Having just returned from a week of family time in Scotland, I’m acutely aware of the fact that this month's Postcard is being written on Hogmanay – that ancient end of year celebration that the Scots find even more meaningful than Christmas. It’s not to be rude about the Scots and their religious commitments to the meaning of Christmas. On the contrary, few realize that Christmas celebrations were abolished there during the 16th Century as part of the Scottish Reformation and that continued to be the case for nearly 400 years! Thus Hogmanay and the beginning of a New Year are widely celebrated by the Scots, highlighting ancient links with the Vikings. Auld Lang Syne is sung and tradition has it that your New Year will be a prosperous one if shortly after midnight a “tall dark stranger” appears at your door “first footing” with a lump of coal for the fire and something to eat offering good will.
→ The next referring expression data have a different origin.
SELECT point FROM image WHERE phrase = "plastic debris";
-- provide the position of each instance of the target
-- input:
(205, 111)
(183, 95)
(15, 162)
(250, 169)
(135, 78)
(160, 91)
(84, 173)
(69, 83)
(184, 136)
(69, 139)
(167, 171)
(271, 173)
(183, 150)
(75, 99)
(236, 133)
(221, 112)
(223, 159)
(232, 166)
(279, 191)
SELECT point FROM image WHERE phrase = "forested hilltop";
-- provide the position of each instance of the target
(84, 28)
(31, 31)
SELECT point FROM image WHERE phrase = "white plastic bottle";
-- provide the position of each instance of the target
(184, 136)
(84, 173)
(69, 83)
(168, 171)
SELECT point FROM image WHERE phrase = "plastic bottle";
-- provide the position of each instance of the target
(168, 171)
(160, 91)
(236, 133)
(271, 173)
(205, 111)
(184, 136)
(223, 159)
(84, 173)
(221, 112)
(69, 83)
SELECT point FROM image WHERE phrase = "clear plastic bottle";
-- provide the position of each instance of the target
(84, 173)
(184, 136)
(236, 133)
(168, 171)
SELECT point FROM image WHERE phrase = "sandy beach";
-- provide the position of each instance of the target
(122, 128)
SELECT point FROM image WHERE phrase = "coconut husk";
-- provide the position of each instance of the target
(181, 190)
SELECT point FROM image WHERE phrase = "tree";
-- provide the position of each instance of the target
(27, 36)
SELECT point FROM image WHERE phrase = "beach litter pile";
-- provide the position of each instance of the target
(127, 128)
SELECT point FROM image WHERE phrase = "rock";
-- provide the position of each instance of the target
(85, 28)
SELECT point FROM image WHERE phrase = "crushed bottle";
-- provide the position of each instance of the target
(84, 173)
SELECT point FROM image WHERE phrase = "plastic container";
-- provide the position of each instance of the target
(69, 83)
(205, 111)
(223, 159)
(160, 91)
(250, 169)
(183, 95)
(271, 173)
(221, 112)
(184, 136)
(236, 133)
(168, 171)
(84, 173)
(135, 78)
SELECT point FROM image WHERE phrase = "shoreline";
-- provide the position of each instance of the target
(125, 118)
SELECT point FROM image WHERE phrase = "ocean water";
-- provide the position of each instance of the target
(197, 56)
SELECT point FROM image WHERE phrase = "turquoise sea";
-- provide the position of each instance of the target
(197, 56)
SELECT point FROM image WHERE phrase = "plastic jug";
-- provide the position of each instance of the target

In return you offer a dram of the amber liquid and exchange good wishes for the coming year. Being neither tall nor dark, (a blonde visitor of the Viking variety was not a very good omen!) I guess you'll just have to accept my humble good wishes for 2005 and remember that we were toasting absent friends while camping with new friends in the desert in Oman.
Camping in the Omani Desert, New Year’s Day 2005
2004 presented many challenges, right up to the last week with the greatest natural disaster in recent history killing or maiming nearly a quarter of a million people living on the rim of the Indian ocean. As Child and Youth Care workers, I wonder what lessons we might learn from those cataclysmic events? In the Gulf News I was reading an article released by the Associated Press drawing attention to the way that wildlife officials in Sri Lanka were surprised to find no evidence of large-scale animal deaths from the weekend's massive tsunami “indicating that animals may have sensed the wave coming and fled to higher ground. Then I have been struck by the accounts of survivors who said they had noticed how the ocean water had “changed” prompting them to move back away from the seashore. Those who had no prior warning or who didn’t pay attention while basking in the sunshine of paradise rarely survived. Some were said to have passively accepted their fate while others struggled against the odds “surviving to tell of encounters with nature’s awesome spectacle called tsunami.
Sentry Meerkat
Thanks to Lester Levy collection
It made me think how often do we in Child and Youth Care work pay close
attention to subtle changes to the way the water is looking or the
sounds of silence that precede a cataclysmic event? How alert are we to
the possibilities and what might be starting to unfold? Or are we
frequently bowled over by the unexpected? Kids aren’t like a tsunami
wave but they do get churned up by incredible emotions – both joyous and
scary – that impact their behaviours sometimes in ways we least expect.
As Child and Youth Care workers we can choose to be reactive or
proactive, to be responsive to developmental needs or controlling after
the waves have already started rolling in.
And so the journey continues into 2005!
I hope 2005 will see us ever mindful of the Scouting motto “Be Prepared”. May you seek after peace and be alert to the sights and sounds of trouble brewing – while there is time for pro-active responses. May the Peace be upon you and yours in the weeks ahead. And remember, a kind word and a smile can often work miracles!